Author: amassari
Date: Thu Aug 30 09:23:48 2007
New Revision: 571231
URL: http://svn.apache.org/viewvc?rev=571231&view=rev
Log:
- Don't allocate a stack unless the string to be matched is longer than 256
characters
- Don't use backtracking if the regex pattern doesn't have ambiguities
(XERCESC-1242)
Modified:
xerces/c/trunk/src/xercesc/util/regx/Op.hpp
xerces/c/trunk/src/xercesc/util/regx/RangeToken.hpp
xerces/c/trunk/src/xercesc/util/regx/RegularExpression.cpp
xerces/c/trunk/src/xercesc/util/regx/RegularExpression.hpp
Modified: xerces/c/trunk/src/xercesc/util/regx/Op.hpp
URL:
http://svn.apache.org/viewvc/xerces/c/trunk/src/xercesc/util/regx/Op.hpp?rev=571231&r1=571230&r2=571231&view=diff
==============================================================================
--- xerces/c/trunk/src/xercesc/util/regx/Op.hpp (original)
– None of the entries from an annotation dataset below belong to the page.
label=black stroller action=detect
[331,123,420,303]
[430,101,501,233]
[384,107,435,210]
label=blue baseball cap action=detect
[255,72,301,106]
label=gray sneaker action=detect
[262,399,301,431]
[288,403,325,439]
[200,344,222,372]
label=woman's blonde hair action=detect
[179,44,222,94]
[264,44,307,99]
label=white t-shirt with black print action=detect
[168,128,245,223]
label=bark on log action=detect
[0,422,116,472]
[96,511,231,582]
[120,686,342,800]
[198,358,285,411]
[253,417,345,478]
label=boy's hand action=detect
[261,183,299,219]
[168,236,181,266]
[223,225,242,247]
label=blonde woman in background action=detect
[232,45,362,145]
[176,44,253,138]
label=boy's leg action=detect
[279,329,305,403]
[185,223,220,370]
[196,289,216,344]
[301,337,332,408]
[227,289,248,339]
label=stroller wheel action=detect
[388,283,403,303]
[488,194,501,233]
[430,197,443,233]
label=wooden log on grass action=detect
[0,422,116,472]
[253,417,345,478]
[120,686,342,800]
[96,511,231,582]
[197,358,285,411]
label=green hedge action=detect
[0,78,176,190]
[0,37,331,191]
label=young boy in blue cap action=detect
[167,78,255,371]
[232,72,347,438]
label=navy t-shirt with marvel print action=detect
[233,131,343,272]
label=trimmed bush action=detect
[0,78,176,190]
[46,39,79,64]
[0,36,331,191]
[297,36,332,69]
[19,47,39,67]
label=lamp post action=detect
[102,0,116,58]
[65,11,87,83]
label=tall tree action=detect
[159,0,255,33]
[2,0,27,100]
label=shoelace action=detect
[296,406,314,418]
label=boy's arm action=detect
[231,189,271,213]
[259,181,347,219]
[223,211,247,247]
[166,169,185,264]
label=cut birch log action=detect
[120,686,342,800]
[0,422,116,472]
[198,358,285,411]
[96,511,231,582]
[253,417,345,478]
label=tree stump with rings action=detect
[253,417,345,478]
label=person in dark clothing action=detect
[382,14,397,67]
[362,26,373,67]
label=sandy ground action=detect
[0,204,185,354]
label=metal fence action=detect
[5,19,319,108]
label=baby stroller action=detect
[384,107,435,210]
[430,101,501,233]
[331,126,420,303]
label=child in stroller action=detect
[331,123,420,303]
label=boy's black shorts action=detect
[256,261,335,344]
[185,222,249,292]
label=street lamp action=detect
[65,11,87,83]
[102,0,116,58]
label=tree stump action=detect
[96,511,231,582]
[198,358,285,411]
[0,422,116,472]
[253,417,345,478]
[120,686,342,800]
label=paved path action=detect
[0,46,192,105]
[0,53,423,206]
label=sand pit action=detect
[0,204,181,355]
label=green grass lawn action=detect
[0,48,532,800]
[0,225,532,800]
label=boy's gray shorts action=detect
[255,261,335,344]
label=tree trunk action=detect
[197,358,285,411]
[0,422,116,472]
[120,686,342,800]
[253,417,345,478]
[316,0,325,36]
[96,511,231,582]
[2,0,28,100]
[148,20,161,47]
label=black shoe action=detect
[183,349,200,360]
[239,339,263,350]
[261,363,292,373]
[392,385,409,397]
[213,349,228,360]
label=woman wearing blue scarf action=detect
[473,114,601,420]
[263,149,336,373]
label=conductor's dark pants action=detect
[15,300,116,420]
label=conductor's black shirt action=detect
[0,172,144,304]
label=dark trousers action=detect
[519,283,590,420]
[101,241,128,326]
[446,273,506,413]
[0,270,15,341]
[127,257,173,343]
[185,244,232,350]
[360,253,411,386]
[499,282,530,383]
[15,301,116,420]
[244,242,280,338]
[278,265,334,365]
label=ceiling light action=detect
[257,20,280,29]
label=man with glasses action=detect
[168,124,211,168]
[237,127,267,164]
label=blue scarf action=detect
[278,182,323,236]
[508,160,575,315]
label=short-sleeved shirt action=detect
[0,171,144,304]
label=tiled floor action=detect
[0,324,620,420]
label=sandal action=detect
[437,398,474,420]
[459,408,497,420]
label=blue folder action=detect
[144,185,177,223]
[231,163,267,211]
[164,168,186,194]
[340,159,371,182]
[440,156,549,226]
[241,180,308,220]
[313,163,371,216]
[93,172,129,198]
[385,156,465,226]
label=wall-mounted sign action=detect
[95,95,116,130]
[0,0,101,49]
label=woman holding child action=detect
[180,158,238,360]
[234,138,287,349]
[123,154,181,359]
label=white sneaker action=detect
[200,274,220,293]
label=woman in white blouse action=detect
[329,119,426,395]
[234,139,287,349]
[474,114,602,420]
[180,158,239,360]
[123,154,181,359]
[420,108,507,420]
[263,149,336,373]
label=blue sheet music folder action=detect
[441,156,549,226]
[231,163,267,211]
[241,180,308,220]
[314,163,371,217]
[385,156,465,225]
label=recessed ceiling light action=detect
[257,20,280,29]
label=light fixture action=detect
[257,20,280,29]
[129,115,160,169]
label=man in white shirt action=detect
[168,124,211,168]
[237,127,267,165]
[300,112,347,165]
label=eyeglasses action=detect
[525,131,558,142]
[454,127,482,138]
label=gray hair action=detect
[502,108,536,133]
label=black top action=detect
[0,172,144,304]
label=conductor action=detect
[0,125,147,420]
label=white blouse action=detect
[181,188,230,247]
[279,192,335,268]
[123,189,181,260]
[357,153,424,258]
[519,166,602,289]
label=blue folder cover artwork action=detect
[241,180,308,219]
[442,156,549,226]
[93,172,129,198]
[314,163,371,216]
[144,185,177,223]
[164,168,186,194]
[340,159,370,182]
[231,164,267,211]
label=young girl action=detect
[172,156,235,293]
+++ xerces/c/trunk/src/xercesc/util/regx/Op.hpp Thu Aug 30 09:23:48 2007
@@ -41,26 +41,28 @@
public:
typedef enum {
- O_DOT = 0,
- O_CHAR = 1,
- O_RANGE = 3,
- O_NRANGE = 4,
- O_ANCHOR = 5,
- O_STRING = 6,
- O_CLOSURE = 7,
- O_NONGREEDYCLOSURE = 8,
- O_QUESTION = 9,
- O_NONGREEDYQUESTION = 10,
- O_UNION = 11,
- O_CAPTURE = 15,
- O_BACKREFERENCE = 16,
- O_LOOKAHEAD = 20,
- O_NEGATIVELOOKAHEAD = 21,
- O_LOOKBEHIND = 22,
- O_NEGATIVELOOKBEHIND = 23,
- O_INDEPENDENT = 24,
- O_MODIFIER = 25,
- O_CONDITION = 26
+ O_DOT = 0,
+ O_CHAR = 1,
+ O_RANGE = 3,
+ O_NRANGE = 4,
+ O_ANCHOR = 5,
+ O_STRING = 6,
+ O_CLOSURE = 7,
+ O_NONGREEDYCLOSURE = 8,
+ O_FINITE_CLOSURE = 9,
+ O_FINITE_NONGREEDYCLOSURE = 10,
+ O_QUESTION = 11,
+ O_NONGREEDYQUESTION = 12,
+ O_UNION = 13,
+ O_CAPTURE = 15,
+ O_BACKREFERENCE = 16,
+ O_LOOKAHEAD = 20,
+ O_NEGATIVELOOKAHEAD = 21,
+ O_LOOKBEHIND = 22,
+ O_NEGATIVELOOKBEHIND = 23,
+ O_INDEPENDENT = 24,
+ O_MODIFIER = 25,
+ O_CONDITION = 26
} opType;
// -----------------------------------------------------------------------
Modified: xerces/c/trunk/src/xercesc/util/regx/RangeToken.hpp
URL:
http://svn.apache.org/viewvc/xerces/c/trunk/src/xercesc/util/regx/RangeToken.hpp?rev=571231&r1=571230&r2=571231&view=diff
==============================================================================
--- xerces/c/trunk/src/xercesc/util/regx/RangeToken.hpp (original)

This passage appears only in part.